During the next few years Matthew lived mostly in London, travelled whenever he was able, spent a year in Rome, and wrote his second novel, 'Inside Rose's Kingdom'. In 1990 he moved to Oxford, where he wrote two historical novels, 'Sweet Thames' and 'English Passengers'. He also developed a fascination with languages, trying his hand at learning Spanish, Romanian, Albanian and Amharic (Ethiopian). In 2000 he married Shannon Russell and they moved country to spend time in Italy and also Shannon's homeland of Canada. He now lives in Rome, Italy, with his wife Shannon and their two children.[2]

Work

Matthew Kneale's first novel, 'Whore Banquets' (Victor Gollancz 1987) tells the story of an Englishman whose affair with a Tokyo woman brings him into the realm of Japanese organized crime. It won a Somerset-Maugham Award and was later republished as 'Mr Foreigner'. It has been translated into five languages.

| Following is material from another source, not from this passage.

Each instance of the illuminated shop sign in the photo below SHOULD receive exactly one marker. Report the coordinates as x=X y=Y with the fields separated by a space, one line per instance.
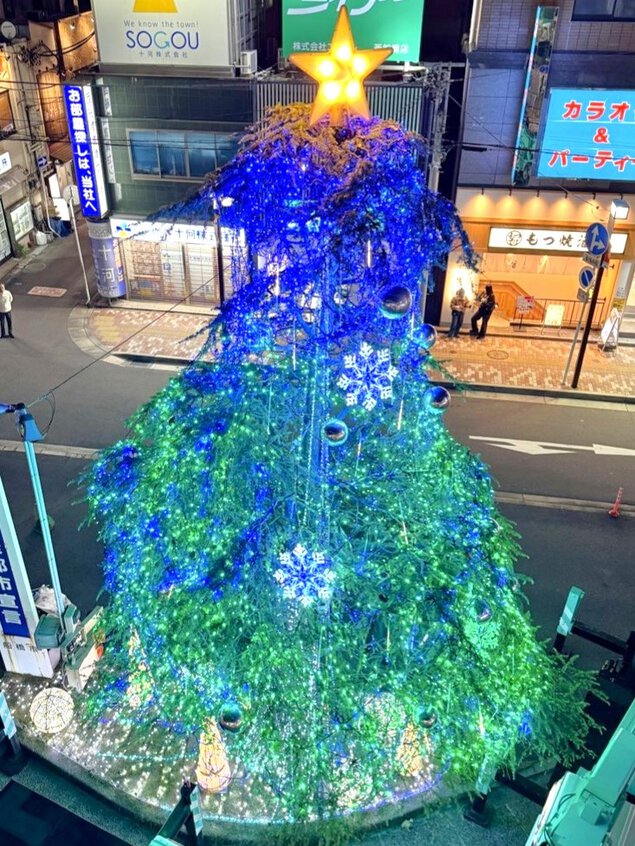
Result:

'Inside Rose's Kingdom' (Victor Gollancz 1989) follows a young innocent who moves from the countryside to London where he becomes caught up with a group of controlling, emotionally grasping people.

'Sweet Thames', (Sinclair Stevenson 1992) is set in London in 1849 and told the story the trials of an enlightened drainage engineer whose wife vanishes during a cholera epidemic. It won the 1993 John Llewellyn Rhys Award.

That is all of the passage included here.